On a hillside on the east coast of Sicily and close to Mount Etna is the beautiful town of Taormina.
Because of its beauty Taormina was once a stop on the Grand Tour taken by young aristocrats in the nineteenth century. A rich city under the Greeks and then the Romans it was conquered by the Normans and fell into decline. The main street – Corso Umberto is full of luxury boutiques, coffee shops and ice cream and is a lovely walk but it’s most famous for its Teatro Antico di Taormina, the Greco-Roman theatre. Carved out of Mount Tauro in a horse shoe shape above the bay of Naxos it seats 5,000 people for concerts and plays. Once the works of Sophocles and Euripides were shown but now there are fashion shows and pop concerts. The spectacular views on a good day (most days) are outstanding.
Palermo and Monreale
Palermo was founded by the Phoenicians and once called Ziz, a much better name I think! Its famous for its markets full of fresh fruit and vegetables and fish.
Nearby is Monreale with its famous cathedral and abbey.
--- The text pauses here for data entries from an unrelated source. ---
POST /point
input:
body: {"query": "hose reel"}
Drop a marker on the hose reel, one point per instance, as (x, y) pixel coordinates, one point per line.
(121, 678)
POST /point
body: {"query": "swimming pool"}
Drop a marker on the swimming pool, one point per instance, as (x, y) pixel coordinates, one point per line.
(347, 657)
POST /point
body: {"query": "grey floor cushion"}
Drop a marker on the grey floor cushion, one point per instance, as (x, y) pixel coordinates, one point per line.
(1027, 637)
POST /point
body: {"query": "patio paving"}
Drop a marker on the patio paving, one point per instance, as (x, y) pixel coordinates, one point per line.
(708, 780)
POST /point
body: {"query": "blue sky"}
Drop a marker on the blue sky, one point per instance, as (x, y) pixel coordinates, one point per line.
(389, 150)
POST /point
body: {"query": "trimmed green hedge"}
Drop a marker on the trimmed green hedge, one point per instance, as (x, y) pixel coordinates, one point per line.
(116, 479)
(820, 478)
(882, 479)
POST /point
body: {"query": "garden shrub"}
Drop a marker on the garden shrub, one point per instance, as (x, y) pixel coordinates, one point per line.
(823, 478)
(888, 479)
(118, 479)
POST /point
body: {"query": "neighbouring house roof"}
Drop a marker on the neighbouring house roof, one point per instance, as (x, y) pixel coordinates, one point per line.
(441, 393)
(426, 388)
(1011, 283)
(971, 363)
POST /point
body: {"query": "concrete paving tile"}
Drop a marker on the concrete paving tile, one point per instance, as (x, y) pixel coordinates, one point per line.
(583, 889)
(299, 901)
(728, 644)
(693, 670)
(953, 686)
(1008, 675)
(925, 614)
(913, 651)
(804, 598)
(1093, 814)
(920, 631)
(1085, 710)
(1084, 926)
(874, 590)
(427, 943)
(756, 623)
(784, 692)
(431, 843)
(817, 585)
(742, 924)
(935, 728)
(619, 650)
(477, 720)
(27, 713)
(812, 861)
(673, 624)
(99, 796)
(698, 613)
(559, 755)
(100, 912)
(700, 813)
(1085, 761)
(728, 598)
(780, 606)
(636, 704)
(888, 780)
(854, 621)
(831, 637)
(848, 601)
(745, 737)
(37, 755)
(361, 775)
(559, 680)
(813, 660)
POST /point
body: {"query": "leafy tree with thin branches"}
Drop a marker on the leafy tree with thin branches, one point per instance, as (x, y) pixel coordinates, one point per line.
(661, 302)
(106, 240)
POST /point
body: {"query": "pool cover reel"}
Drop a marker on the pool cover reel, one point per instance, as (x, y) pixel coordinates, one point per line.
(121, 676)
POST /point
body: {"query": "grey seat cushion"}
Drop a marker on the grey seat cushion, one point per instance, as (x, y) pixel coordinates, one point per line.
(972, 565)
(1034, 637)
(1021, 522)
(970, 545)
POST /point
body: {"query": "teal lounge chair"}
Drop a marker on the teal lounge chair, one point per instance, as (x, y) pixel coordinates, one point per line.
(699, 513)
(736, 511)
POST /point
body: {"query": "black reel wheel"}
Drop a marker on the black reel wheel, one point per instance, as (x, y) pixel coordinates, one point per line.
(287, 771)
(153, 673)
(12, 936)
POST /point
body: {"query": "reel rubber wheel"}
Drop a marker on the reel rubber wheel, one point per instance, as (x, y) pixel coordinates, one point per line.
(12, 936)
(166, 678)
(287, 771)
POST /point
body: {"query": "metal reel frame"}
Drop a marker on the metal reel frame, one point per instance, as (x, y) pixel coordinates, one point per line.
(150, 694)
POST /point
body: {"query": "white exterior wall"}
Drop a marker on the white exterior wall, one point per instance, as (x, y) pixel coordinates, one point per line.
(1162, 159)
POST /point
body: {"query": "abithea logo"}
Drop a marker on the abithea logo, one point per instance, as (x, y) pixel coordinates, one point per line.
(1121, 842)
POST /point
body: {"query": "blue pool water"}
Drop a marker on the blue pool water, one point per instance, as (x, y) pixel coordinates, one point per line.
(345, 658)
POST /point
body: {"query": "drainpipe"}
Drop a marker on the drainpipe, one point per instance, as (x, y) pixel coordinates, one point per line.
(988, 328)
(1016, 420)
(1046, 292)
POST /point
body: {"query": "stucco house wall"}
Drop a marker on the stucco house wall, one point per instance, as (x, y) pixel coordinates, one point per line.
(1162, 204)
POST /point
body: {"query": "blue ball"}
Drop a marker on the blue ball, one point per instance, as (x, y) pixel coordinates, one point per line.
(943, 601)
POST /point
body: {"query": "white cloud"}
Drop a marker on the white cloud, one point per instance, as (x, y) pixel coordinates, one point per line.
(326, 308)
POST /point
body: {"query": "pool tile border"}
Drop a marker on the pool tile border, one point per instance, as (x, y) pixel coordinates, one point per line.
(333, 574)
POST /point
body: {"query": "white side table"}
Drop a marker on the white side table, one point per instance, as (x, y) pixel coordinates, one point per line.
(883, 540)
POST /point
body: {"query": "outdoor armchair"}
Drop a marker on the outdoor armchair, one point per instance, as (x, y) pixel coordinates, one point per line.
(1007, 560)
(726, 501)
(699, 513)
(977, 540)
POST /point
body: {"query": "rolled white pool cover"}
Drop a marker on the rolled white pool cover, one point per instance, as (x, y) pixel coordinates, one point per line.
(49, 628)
Christ Pantocrator (Almighty) in the apse of Monreale cathedral. Made with pure gold this is one of the most beautiful and spectacular churches anywhere.
The Benedictine Abbey is attached to the cathedral . The cloister court is the only part left standing. There are twenty six arches on each side supported by two hundred and twenty eight columns. Theses are all decorated with either mosaics or carving.
We had a view of Etna from our hotel as it gently shot red sparks into the night sky. Its one of the most active strato volcanoes and the highest in Europe so its common to see some activity. Its closely monitored and often closed to visitors so we were lucky to have the best of both worlds, able to climb the volcano and see it in action. Etna is 3326 metres high but changes with every eruption from the four summit craters. The Silvestri craters were formed by the 1892 eruption but are no longer active. This is a good place to walk across the lava and explore in safety.